Rahm was the No. 3 player in the world when he made the switch. Of all the PGA Tour golfers who left for LIV, Rahm was the only one who left after the June 6, 2023, framework agreement for the two tours to merge. Other players might have hoped the tours would unite eventually, but Rahm had reason to believe they would unite quickly. He has been clear, since then, that he wants a merger.
This question will hang over Rahm until he answers it on the course. He has won two majors, the 2021 U.S. Open and ’23 Masters, and by the time the second one ended, he looked like he would be the dominant player of his era.
Unless you watched that Masters for four days, it is hard to appreciate how much better Rahm was than everybody else. It was a wild weather Masters—this was the year when enormous trees uprooted and collapsed along the 17th hole—and due to some rough tee-time luck, Rahm kept getting the worst of it. He still finished 12 under, four shots clear of the field. It was an extraordinary performance.
On Friday, Rahm got the best of the weather before the wind kicked up and toyed with the last golfers on the course. He was not surprised by the low scores on the leaderboard: “It was out there.”
He can give a partial explanation for why he did not go low himself. He has had eight putts from between 10 and 20 feet, and he missed all eight. He only made seven of 12 putts from between five and 10 feet. That’s a good way to not win a Masters.
But the man they call Rahmbo is inexplicably even par on Augusta National’s par-5s this week: one birdie, one bogey, six pars. This is the same guy who finished in the top four in strokes-gained off the tee in six consecutive PGA Tour seasons.
In the second round, Rahm hit 3-wood off the tee on the par-5 13th, but he ended up farther left than he would have liked. He was right on the cutline at the time, but he resisted the urge to go for the green. His layup was perfect. Then he missed the green with a wedge.
“Just a mistake that you can’t make,” he said.
I asked Rahm if he can look back on a time when he felt like he does now: closer than the scores suggest. He said it happened a couple times leading into the Tour’s fall events, and “even 2023, the month leading up to the Masters, I played really bad golf.”
That year, Rahm shot a pair of 76s at the Arnold Palmer Invitational; withdrew from the Players Championship after one round because of a stomach illness; and was eliminated in the group stage at the World Golf Championships match-play event. But he had also won at Riviera in February.

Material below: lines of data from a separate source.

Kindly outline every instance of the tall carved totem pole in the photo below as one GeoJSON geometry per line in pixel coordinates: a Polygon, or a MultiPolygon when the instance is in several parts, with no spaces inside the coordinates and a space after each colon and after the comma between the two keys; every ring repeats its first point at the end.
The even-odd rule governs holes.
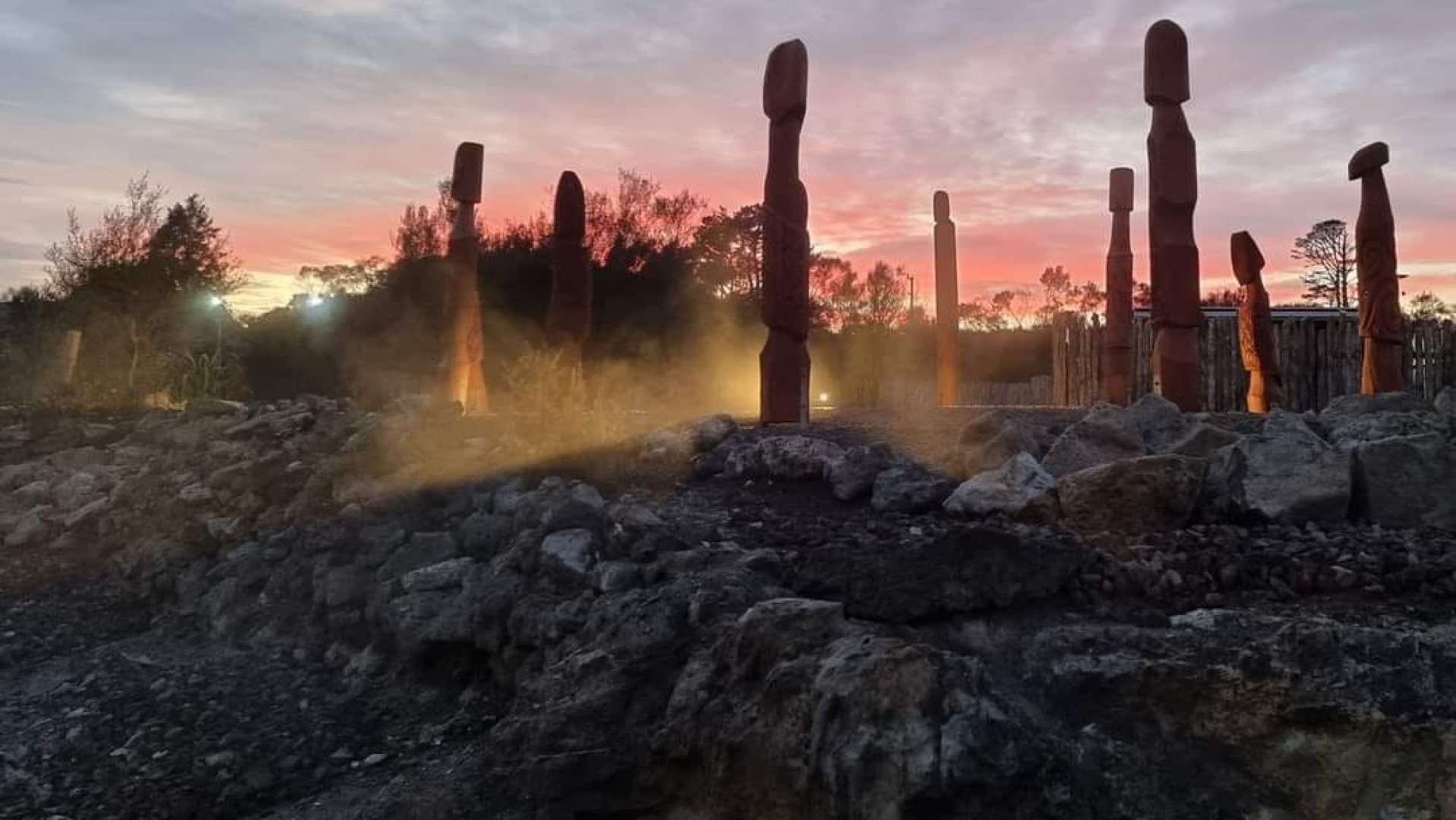
{"type": "Polygon", "coordinates": [[[936,191],[935,211],[935,401],[955,403],[961,386],[961,303],[955,269],[955,223],[951,195],[936,191]]]}
{"type": "Polygon", "coordinates": [[[1229,258],[1243,290],[1239,299],[1239,354],[1243,368],[1249,371],[1249,412],[1268,412],[1284,403],[1284,379],[1274,351],[1274,319],[1262,277],[1264,253],[1259,253],[1249,232],[1241,230],[1229,237],[1229,258]]]}
{"type": "Polygon", "coordinates": [[[459,402],[464,412],[489,408],[485,389],[485,344],[480,338],[480,290],[476,284],[476,262],[480,237],[475,229],[475,205],[480,201],[480,167],[485,149],[480,143],[460,143],[456,149],[450,197],[456,201],[454,227],[450,230],[450,338],[446,350],[441,393],[447,402],[459,402]]]}
{"type": "Polygon", "coordinates": [[[591,265],[587,259],[587,197],[577,175],[556,182],[552,223],[550,310],[546,332],[562,363],[581,367],[581,348],[591,334],[591,265]]]}
{"type": "Polygon", "coordinates": [[[763,424],[810,419],[810,197],[799,181],[799,131],[808,105],[810,55],[779,44],[763,71],[769,172],[763,179],[763,323],[759,414],[763,424]]]}
{"type": "Polygon", "coordinates": [[[1107,243],[1107,331],[1102,334],[1102,385],[1107,401],[1125,405],[1133,395],[1133,169],[1114,167],[1107,181],[1112,239],[1107,243]]]}
{"type": "Polygon", "coordinates": [[[1198,363],[1198,246],[1192,210],[1198,167],[1188,102],[1188,38],[1158,20],[1143,42],[1143,99],[1153,108],[1147,133],[1147,239],[1153,280],[1153,390],[1184,411],[1203,406],[1198,363]]]}
{"type": "Polygon", "coordinates": [[[1405,389],[1401,348],[1405,320],[1401,316],[1401,280],[1395,274],[1395,214],[1380,166],[1390,162],[1385,143],[1370,143],[1350,157],[1350,179],[1360,181],[1360,216],[1356,218],[1356,259],[1360,285],[1360,338],[1364,364],[1360,392],[1385,393],[1405,389]]]}

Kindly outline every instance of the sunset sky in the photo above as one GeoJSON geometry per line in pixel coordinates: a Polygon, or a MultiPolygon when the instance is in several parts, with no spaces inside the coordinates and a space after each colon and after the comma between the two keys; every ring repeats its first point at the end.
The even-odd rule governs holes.
{"type": "MultiPolygon", "coordinates": [[[[903,264],[929,296],[930,195],[951,194],[961,293],[1102,278],[1107,170],[1137,170],[1142,45],[1188,33],[1203,287],[1249,230],[1275,299],[1289,249],[1354,223],[1345,163],[1385,140],[1408,294],[1456,297],[1456,3],[628,0],[0,0],[0,288],[44,277],[143,172],[201,194],[265,309],[300,265],[387,255],[456,143],[485,144],[488,224],[549,202],[562,169],[636,169],[712,205],[757,201],[764,58],[810,52],[802,178],[818,249],[903,264]]],[[[1283,284],[1281,284],[1283,283],[1283,284]]]]}

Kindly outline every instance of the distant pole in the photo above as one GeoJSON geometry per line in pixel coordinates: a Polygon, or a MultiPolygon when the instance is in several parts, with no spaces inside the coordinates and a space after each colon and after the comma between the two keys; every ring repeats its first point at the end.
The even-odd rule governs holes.
{"type": "Polygon", "coordinates": [[[489,406],[482,370],[485,342],[480,338],[480,290],[476,284],[480,237],[475,230],[483,162],[485,147],[480,143],[460,143],[450,178],[456,221],[450,232],[450,347],[446,351],[441,393],[444,401],[459,403],[463,412],[480,412],[489,406]]]}
{"type": "Polygon", "coordinates": [[[1125,405],[1133,392],[1133,169],[1108,175],[1112,239],[1107,246],[1107,328],[1102,329],[1102,385],[1107,401],[1125,405]]]}
{"type": "MultiPolygon", "coordinates": [[[[935,401],[951,406],[960,398],[960,274],[955,262],[955,223],[951,220],[951,195],[936,191],[930,200],[935,216],[935,401]]],[[[911,285],[913,287],[913,285],[911,285]]],[[[911,310],[914,290],[910,291],[911,310]]]]}

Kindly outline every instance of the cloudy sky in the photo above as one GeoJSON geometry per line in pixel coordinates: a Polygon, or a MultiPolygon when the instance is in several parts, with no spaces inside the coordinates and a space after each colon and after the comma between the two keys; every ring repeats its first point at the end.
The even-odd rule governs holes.
{"type": "Polygon", "coordinates": [[[820,249],[904,264],[929,294],[943,188],[962,294],[1053,264],[1101,280],[1107,170],[1128,165],[1144,280],[1158,17],[1191,44],[1206,290],[1232,284],[1245,229],[1287,281],[1296,236],[1354,221],[1345,163],[1385,140],[1406,291],[1456,297],[1450,0],[0,0],[0,288],[44,277],[68,207],[90,224],[143,172],[210,202],[252,274],[245,309],[300,265],[389,253],[460,140],[485,144],[492,224],[546,205],[563,167],[738,207],[763,184],[763,63],[795,36],[820,249]]]}

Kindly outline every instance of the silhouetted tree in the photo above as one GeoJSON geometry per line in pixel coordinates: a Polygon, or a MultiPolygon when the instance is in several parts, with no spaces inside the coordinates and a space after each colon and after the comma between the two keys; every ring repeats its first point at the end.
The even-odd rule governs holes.
{"type": "Polygon", "coordinates": [[[1356,246],[1342,220],[1315,223],[1309,233],[1294,240],[1290,256],[1305,264],[1299,281],[1305,300],[1348,310],[1350,277],[1356,271],[1356,246]]]}
{"type": "Polygon", "coordinates": [[[1405,315],[1411,319],[1450,319],[1452,309],[1439,296],[1427,290],[1411,297],[1405,315]]]}
{"type": "Polygon", "coordinates": [[[1213,306],[1213,307],[1238,307],[1243,297],[1239,296],[1239,291],[1226,287],[1223,290],[1210,290],[1208,293],[1203,294],[1203,299],[1198,300],[1198,304],[1213,306]]]}

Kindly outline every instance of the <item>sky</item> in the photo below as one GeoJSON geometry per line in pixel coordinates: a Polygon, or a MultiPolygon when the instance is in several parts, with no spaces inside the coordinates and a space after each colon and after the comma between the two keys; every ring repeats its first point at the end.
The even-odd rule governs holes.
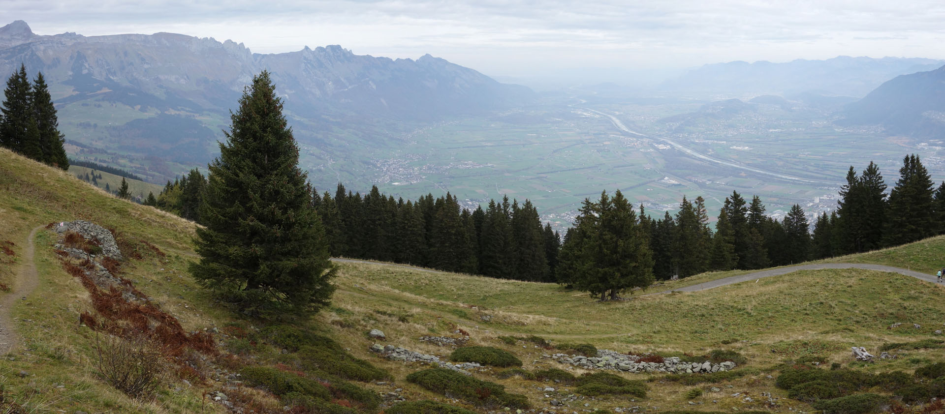
{"type": "Polygon", "coordinates": [[[340,44],[511,78],[660,77],[731,60],[945,58],[941,0],[0,0],[37,34],[174,32],[255,53],[340,44]]]}

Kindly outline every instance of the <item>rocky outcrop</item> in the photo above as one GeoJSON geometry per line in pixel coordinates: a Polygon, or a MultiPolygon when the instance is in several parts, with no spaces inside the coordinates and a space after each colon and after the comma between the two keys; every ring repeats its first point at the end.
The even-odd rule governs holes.
{"type": "Polygon", "coordinates": [[[710,361],[684,362],[676,356],[665,358],[662,362],[638,362],[640,356],[620,354],[607,349],[597,350],[597,356],[593,357],[567,354],[553,354],[544,356],[562,364],[574,365],[586,370],[616,370],[625,373],[717,373],[735,368],[735,363],[730,361],[718,364],[710,361]]]}
{"type": "MultiPolygon", "coordinates": [[[[92,222],[77,220],[75,222],[62,222],[56,225],[57,233],[72,231],[78,233],[85,240],[102,248],[102,256],[121,260],[121,250],[118,250],[118,243],[112,232],[92,222]]],[[[64,250],[64,249],[63,249],[64,250]]],[[[72,249],[75,250],[75,249],[72,249]]]]}
{"type": "Polygon", "coordinates": [[[470,374],[470,370],[475,370],[482,368],[475,362],[463,362],[459,364],[454,364],[446,361],[439,360],[439,356],[421,354],[419,352],[410,351],[404,348],[401,348],[394,345],[383,346],[380,343],[375,343],[370,346],[370,351],[380,354],[387,359],[394,361],[404,361],[404,362],[422,362],[430,365],[435,365],[439,368],[446,368],[459,373],[463,373],[467,375],[470,374]]]}

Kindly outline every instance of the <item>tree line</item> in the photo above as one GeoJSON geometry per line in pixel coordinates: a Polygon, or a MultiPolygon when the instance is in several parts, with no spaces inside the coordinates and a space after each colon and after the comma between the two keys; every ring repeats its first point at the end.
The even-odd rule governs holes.
{"type": "Polygon", "coordinates": [[[62,170],[69,169],[56,108],[42,72],[31,84],[26,67],[21,64],[20,70],[7,80],[0,111],[0,146],[62,170]]]}
{"type": "MultiPolygon", "coordinates": [[[[838,207],[812,225],[799,205],[782,220],[758,196],[726,197],[710,224],[705,200],[683,197],[676,214],[649,216],[617,190],[586,199],[563,240],[542,224],[531,201],[490,200],[463,208],[455,195],[416,201],[365,195],[338,184],[311,190],[311,206],[332,256],[392,261],[448,272],[558,282],[602,299],[654,280],[709,271],[753,270],[898,245],[945,232],[945,183],[933,190],[918,156],[907,156],[886,192],[878,166],[850,167],[838,207]]],[[[200,222],[207,179],[198,170],[168,182],[145,204],[200,222]]]]}

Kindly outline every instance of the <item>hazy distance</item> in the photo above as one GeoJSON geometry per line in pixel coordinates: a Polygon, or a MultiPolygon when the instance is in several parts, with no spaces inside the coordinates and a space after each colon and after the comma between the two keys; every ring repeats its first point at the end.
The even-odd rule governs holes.
{"type": "Polygon", "coordinates": [[[302,1],[131,3],[5,0],[0,21],[37,34],[175,32],[256,53],[341,44],[358,55],[425,54],[536,89],[651,86],[731,60],[836,56],[945,58],[937,1],[302,1]]]}

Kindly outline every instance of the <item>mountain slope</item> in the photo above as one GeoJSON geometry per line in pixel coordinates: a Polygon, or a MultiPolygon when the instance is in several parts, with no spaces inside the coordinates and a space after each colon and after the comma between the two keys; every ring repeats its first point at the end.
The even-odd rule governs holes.
{"type": "Polygon", "coordinates": [[[886,132],[916,138],[945,134],[945,66],[889,80],[846,107],[843,124],[883,125],[886,132]]]}
{"type": "MultiPolygon", "coordinates": [[[[205,377],[189,376],[184,382],[180,377],[183,371],[169,371],[166,383],[153,401],[133,400],[109,387],[94,366],[94,349],[104,336],[96,336],[77,321],[81,312],[92,307],[91,298],[53,253],[55,233],[40,230],[32,263],[39,270],[37,290],[26,300],[13,301],[13,309],[3,309],[12,310],[14,327],[24,341],[0,359],[5,395],[0,408],[6,408],[9,402],[30,402],[40,406],[39,412],[230,412],[222,403],[202,398],[208,392],[211,396],[223,392],[236,404],[243,404],[248,396],[258,399],[257,412],[262,411],[261,406],[271,408],[266,411],[270,413],[284,412],[282,400],[242,380],[241,385],[235,385],[225,372],[221,374],[212,365],[229,360],[232,365],[216,365],[216,369],[237,370],[265,361],[292,375],[304,373],[292,365],[292,351],[271,341],[248,339],[259,338],[252,332],[265,330],[266,323],[246,320],[224,308],[187,275],[187,263],[195,258],[190,240],[193,224],[118,200],[68,173],[0,149],[0,243],[11,245],[13,253],[0,254],[0,282],[13,285],[9,272],[30,265],[21,261],[30,229],[76,218],[115,227],[120,244],[125,243],[123,249],[142,247],[142,257],[122,264],[124,276],[150,295],[158,308],[177,318],[187,332],[205,328],[219,331],[214,337],[221,355],[207,357],[203,361],[206,365],[198,365],[205,377]],[[153,248],[146,247],[145,241],[153,248]]],[[[930,243],[926,253],[932,255],[935,249],[940,251],[945,238],[923,241],[930,243]]],[[[903,252],[895,257],[909,257],[913,253],[903,252]]],[[[895,264],[903,267],[909,262],[895,264]]],[[[433,273],[377,263],[339,266],[335,279],[338,290],[332,306],[314,321],[300,323],[335,339],[350,348],[352,355],[387,370],[389,379],[357,385],[374,394],[389,397],[393,393],[394,399],[438,399],[457,404],[405,381],[408,373],[425,369],[425,364],[387,359],[369,351],[374,340],[382,340],[382,344],[447,358],[453,346],[424,340],[421,335],[455,339],[468,333],[471,344],[513,353],[524,361],[524,369],[528,372],[548,368],[575,374],[588,372],[552,360],[545,356],[560,351],[527,340],[541,339],[558,346],[587,342],[634,355],[657,353],[687,358],[701,358],[712,349],[722,349],[746,358],[728,375],[620,373],[629,379],[655,379],[647,382],[647,397],[632,402],[627,395],[572,398],[575,387],[567,384],[507,377],[500,373],[500,368],[472,370],[477,379],[525,395],[536,412],[560,412],[564,408],[558,404],[576,410],[609,412],[617,407],[632,411],[628,406],[661,412],[699,406],[689,401],[704,403],[695,408],[767,409],[765,404],[768,400],[763,393],[777,398],[782,410],[809,412],[806,403],[788,398],[787,390],[774,386],[784,359],[815,358],[873,373],[911,373],[917,368],[914,361],[945,358],[945,350],[932,347],[900,351],[896,359],[850,364],[850,346],[866,346],[878,355],[876,350],[890,342],[936,338],[933,330],[945,319],[945,289],[881,272],[804,271],[701,292],[598,303],[554,284],[433,273]],[[887,329],[893,323],[906,324],[887,329]],[[914,328],[911,323],[920,327],[914,328]],[[387,338],[368,338],[369,330],[375,328],[384,331],[387,338]],[[697,384],[688,381],[704,381],[698,386],[707,390],[706,395],[688,396],[697,384]],[[726,390],[712,391],[712,387],[726,390]],[[746,395],[751,401],[745,400],[746,395]],[[651,408],[654,406],[660,409],[651,408]]],[[[384,404],[392,402],[388,399],[384,404]]],[[[464,406],[477,412],[490,410],[464,406]]]]}
{"type": "MultiPolygon", "coordinates": [[[[430,57],[390,59],[332,45],[254,54],[242,43],[174,33],[38,36],[22,21],[0,28],[0,75],[42,71],[68,140],[106,152],[202,164],[217,152],[229,109],[263,70],[272,73],[308,163],[393,148],[445,117],[530,102],[524,87],[430,57]]],[[[180,173],[180,172],[177,172],[180,173]]],[[[174,175],[163,177],[173,179],[174,175]]]]}
{"type": "Polygon", "coordinates": [[[927,71],[945,61],[905,58],[837,57],[785,63],[760,60],[704,65],[661,86],[661,90],[694,96],[789,95],[816,92],[864,96],[897,75],[927,71]]]}

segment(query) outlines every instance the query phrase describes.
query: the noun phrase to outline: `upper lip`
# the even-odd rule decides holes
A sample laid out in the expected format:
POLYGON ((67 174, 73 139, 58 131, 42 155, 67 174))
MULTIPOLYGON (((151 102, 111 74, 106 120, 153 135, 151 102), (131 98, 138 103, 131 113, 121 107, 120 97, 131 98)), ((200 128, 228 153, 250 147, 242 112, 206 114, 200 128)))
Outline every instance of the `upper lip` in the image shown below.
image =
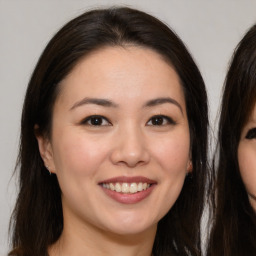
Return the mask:
POLYGON ((133 177, 118 176, 118 177, 113 177, 113 178, 110 178, 110 179, 103 180, 103 181, 99 182, 99 184, 102 184, 102 183, 117 183, 117 182, 120 182, 120 183, 133 183, 133 182, 134 183, 139 183, 139 182, 142 182, 142 183, 148 183, 148 184, 157 183, 155 180, 151 180, 151 179, 143 177, 143 176, 133 176, 133 177))

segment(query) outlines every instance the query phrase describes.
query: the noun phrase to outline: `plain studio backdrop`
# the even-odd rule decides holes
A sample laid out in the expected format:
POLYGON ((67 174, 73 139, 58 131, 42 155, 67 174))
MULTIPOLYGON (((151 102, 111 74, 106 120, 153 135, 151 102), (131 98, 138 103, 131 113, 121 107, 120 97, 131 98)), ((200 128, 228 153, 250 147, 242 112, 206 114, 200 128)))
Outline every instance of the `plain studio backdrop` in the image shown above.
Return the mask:
POLYGON ((228 63, 238 41, 256 22, 256 1, 0 0, 0 255, 8 250, 9 218, 17 193, 17 179, 12 175, 31 72, 47 42, 64 23, 88 9, 113 5, 149 12, 177 32, 202 72, 211 128, 216 133, 228 63))

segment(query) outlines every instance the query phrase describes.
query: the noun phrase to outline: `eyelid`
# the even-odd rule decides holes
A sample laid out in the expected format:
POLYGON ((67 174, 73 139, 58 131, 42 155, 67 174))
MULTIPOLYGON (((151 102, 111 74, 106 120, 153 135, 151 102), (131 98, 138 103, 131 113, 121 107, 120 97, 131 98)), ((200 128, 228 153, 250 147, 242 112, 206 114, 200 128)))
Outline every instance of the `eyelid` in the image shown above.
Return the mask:
POLYGON ((108 120, 108 118, 101 116, 101 115, 90 115, 86 118, 84 118, 80 124, 82 125, 88 125, 88 126, 110 126, 112 125, 111 122, 108 120), (89 124, 88 122, 91 121, 93 118, 99 118, 99 119, 103 119, 104 121, 107 122, 107 124, 100 124, 100 125, 93 125, 93 124, 89 124))
POLYGON ((249 129, 249 131, 246 133, 245 138, 248 140, 256 139, 256 127, 249 129))
POLYGON ((148 125, 148 123, 149 122, 152 122, 152 119, 153 118, 163 118, 163 119, 165 119, 165 121, 167 121, 167 123, 164 123, 164 124, 161 124, 161 125, 153 125, 153 124, 150 124, 150 125, 152 125, 152 126, 165 126, 165 125, 175 125, 176 124, 176 122, 171 118, 171 117, 169 117, 169 116, 166 116, 166 115, 154 115, 154 116, 152 116, 148 121, 147 121, 147 125, 148 125))

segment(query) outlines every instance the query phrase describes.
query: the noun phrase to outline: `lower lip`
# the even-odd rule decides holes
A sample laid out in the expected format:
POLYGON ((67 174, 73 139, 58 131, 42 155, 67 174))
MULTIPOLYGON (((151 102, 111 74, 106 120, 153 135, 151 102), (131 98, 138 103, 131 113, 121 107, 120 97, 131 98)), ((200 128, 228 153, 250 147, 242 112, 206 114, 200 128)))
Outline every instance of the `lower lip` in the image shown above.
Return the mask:
POLYGON ((149 188, 146 190, 137 192, 137 193, 131 193, 131 194, 125 194, 122 192, 116 192, 110 189, 103 188, 103 191, 112 199, 115 201, 122 203, 122 204, 136 204, 145 198, 147 198, 153 189, 155 188, 155 184, 152 184, 149 188))

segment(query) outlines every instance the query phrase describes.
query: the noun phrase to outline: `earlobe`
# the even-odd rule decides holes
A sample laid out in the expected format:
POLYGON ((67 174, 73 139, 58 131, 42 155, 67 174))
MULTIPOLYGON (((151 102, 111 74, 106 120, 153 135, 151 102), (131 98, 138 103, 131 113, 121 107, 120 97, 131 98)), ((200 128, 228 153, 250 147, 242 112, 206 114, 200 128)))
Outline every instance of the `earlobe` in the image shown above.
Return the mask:
POLYGON ((46 169, 49 173, 55 173, 55 164, 53 159, 53 150, 51 142, 48 138, 43 135, 36 134, 39 152, 44 162, 46 169))
POLYGON ((191 173, 192 171, 193 171, 193 164, 192 164, 192 161, 189 160, 187 164, 187 173, 191 173))

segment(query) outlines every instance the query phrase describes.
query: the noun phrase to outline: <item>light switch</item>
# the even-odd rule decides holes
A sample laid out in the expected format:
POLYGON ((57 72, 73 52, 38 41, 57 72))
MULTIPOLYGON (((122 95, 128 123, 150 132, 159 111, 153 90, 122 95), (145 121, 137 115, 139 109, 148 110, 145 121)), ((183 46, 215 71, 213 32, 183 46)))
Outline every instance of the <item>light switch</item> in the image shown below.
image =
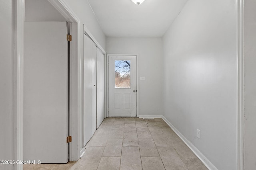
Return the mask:
POLYGON ((145 80, 145 77, 140 77, 140 80, 145 80))

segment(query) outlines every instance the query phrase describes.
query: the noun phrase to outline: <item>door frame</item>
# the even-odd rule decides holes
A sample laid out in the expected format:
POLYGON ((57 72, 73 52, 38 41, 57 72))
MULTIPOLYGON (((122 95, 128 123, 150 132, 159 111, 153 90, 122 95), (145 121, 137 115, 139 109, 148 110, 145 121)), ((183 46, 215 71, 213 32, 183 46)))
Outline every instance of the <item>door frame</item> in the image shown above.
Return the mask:
MULTIPOLYGON (((70 143, 69 160, 77 160, 79 155, 79 115, 82 109, 82 60, 81 46, 80 21, 64 0, 48 0, 65 18, 70 25, 70 33, 73 41, 70 43, 70 143), (76 40, 74 41, 74 40, 76 40)), ((14 134, 14 159, 23 160, 23 80, 24 30, 25 0, 14 1, 14 42, 16 44, 14 53, 13 76, 14 94, 14 110, 16 132, 14 134)), ((15 164, 14 169, 22 170, 23 164, 15 164)))
POLYGON ((137 90, 137 94, 136 95, 136 117, 138 117, 139 114, 139 96, 140 90, 139 88, 139 55, 138 54, 107 54, 107 66, 106 66, 106 79, 107 82, 107 117, 108 117, 108 108, 109 108, 109 57, 110 56, 136 56, 136 89, 137 90))

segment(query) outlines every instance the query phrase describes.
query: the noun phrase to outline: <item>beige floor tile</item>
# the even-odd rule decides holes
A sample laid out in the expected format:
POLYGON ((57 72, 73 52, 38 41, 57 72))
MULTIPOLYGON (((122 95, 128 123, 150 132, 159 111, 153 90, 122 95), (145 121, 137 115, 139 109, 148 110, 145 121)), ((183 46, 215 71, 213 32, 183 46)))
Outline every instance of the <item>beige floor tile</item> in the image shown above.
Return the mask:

LIV events have a different format and vibe from Tour events, and no matter what anybody says, they have much lower stakes. People aren’t watching, jobs are not on the line, tournaments are not as long, fields are not nearly as deep. Surely, there are golfers for whom LIV events are inadequate preparation for majors. If Rahm is one of those golfers now, he will not say so—and if he is, that doesn’t mean the condition is terminal.
Rahm sounded both encouraged and appalled by his play this week. He basically spent two consecutive days proving to himself that he should be playing better golf. He did make the cut, and he is still Jon Rahm, and when he was asked about climbing into contention, he smiled.
“I think I can let myself try to somehow make a positive out of that,” he said, and then he went into the old bit about posting a low number in the morning and hoping the weather turns and the afternoon scores are high enough to put him in contention, and on a scale of one to 100, I would say his level of belief in this scenario was negative-942.
If Rahm shoots a course-record 62, that would put him at 8 under par, which is where Justin Rose is right now. Eight players are 5 under or better. Rahm is not kidding himself. At least, not about that.